Ayer colgué en mis redes sociales –Facebook, LinkedIn– una foto de mi hijo, vestido ‘de verde’, dispuesto a entrar en quirófano con su padre, mi marido. Mucha gente que nos conoce, me han dado la enhorabuena en abierto por tener un hijo y una hija así. Pero lo más asombroso, es las personas que me han escrito por privado pidiéndome claves para conseguir que sus hijos sean responsables, trabajadores, autónomos.

Anoche, cuando llegué de la Feria, después de toda la tarde sin consultar el teléfono, tenía ¡más de cincuenta preguntas!

Me contaban su situación. Me preguntaban qué hay que hacer para tener una hija y un hijo como los míos.

Mi hija mayor, Mariem, tiene 30 años.

Siempre ha sido una niña madura, estudiosa, trabajadora, responsable y muy, muy perseverante. Tiene una capacidad de esfuerzo asombrosa. Le ha gustado, y le sigue gustando, disfrutar de la vida. Desde bien joven ha tenido claras sus metas y ha ido a por ellas.

Pronto empezó a trabajar los fines de semana para ganar dinero extra y pagarse algunos caprichos. Sale con sus amigos, viaja, es una gran deportista, le encanta el mar….. Y muy importante: en cada momento ha sabido qué camino tenía que recorrer para:

  • Cumplir con sus obligaciones.
  • Alcanzar sus objetivos.

Hoy en día sigue igual. Tiene la carrera terminada y está independizada. Trabaja en una empresa donde deja cada jornada lo mejor de sí, con mucho amor, entrega y eficacia.

Mi hijo pequeño, Ismael, tiene 23 años.

También es un ‘disfrutador’ de la vida y no se pierde una juerga –este año con todo su dolor se está perdiendo la Feria de Sevilla porque tiene prácticas obligatorias en la Universidad de Hamburgo donde estudia–.

Le gusta cantar flamenco y tocar la caja. Es un gran navegante, viaja –menos que su hermana porque tiene menos dinero– y también hace deporte. Él, quizás, tardó más en darse cuenta de que, para alcanzar los objetivos que uno mismo se ha marcado, hay que implicarse al máximo en momentos puntuales de la vida.

Pero cuando lo tuvo claro, trabajó duro para conseguirlo, y lo consiguió.

No se aprende a ser responsable, autónomo y perseverante de la noche a la mañana.

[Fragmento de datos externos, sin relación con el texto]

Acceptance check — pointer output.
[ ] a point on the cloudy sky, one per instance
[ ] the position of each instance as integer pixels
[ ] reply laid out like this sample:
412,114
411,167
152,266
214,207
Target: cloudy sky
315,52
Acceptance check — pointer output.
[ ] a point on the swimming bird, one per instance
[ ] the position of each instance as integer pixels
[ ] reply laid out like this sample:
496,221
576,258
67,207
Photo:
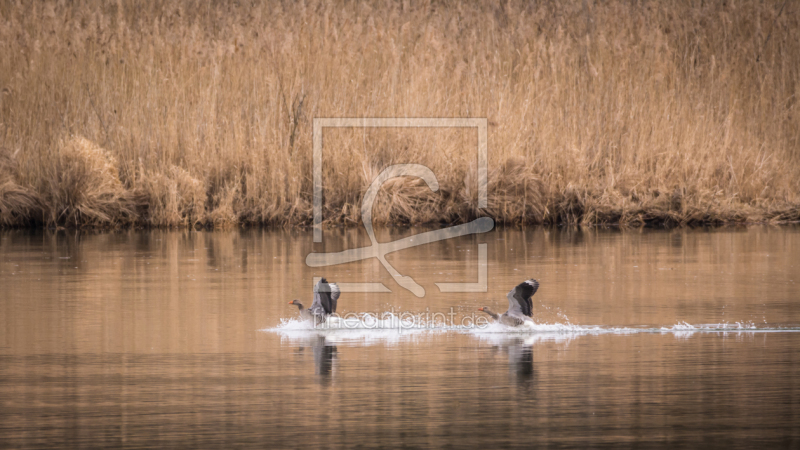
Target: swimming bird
326,296
520,306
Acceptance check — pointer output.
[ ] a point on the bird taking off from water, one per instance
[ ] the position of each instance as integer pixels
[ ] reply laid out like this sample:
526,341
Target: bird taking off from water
326,296
520,306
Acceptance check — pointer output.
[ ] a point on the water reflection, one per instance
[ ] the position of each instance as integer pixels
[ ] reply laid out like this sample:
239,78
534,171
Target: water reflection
151,339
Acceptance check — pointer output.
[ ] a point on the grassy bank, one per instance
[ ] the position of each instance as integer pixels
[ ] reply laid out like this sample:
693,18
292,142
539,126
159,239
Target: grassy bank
184,113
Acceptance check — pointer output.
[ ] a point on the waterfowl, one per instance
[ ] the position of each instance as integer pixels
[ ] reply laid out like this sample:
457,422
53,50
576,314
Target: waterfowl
520,306
326,296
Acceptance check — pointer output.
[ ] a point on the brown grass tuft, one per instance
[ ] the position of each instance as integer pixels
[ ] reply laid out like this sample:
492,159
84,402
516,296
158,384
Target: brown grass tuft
600,112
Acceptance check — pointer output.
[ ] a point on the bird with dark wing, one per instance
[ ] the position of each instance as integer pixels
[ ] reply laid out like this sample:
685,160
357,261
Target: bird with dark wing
326,296
520,306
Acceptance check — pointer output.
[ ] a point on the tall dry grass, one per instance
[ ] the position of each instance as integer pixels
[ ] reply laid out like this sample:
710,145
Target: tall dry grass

Es un trabajo lento, de años, que exige elevada dosis de entrega y muchas renuncias por parte de los padres. Hasta que los hijos lo interiorizan y lo hacen parte de sí.

Pero a la larga, la entrega, la presencia, la renuncia y el amor incondicional a los hijos suele tener sus recompensas.

En mi caso, aquí están.

Desde que son pequeños, nos hemos dejado la piel, ahora se la están dejando ellos, ya no necesitan una motivación extrínseca, han aprendido poco a poco con nuestro ejemplo y nuestra guía cual era el mejor camino a seguir.

Dos hijos de los que hay que sentirse orgullosa.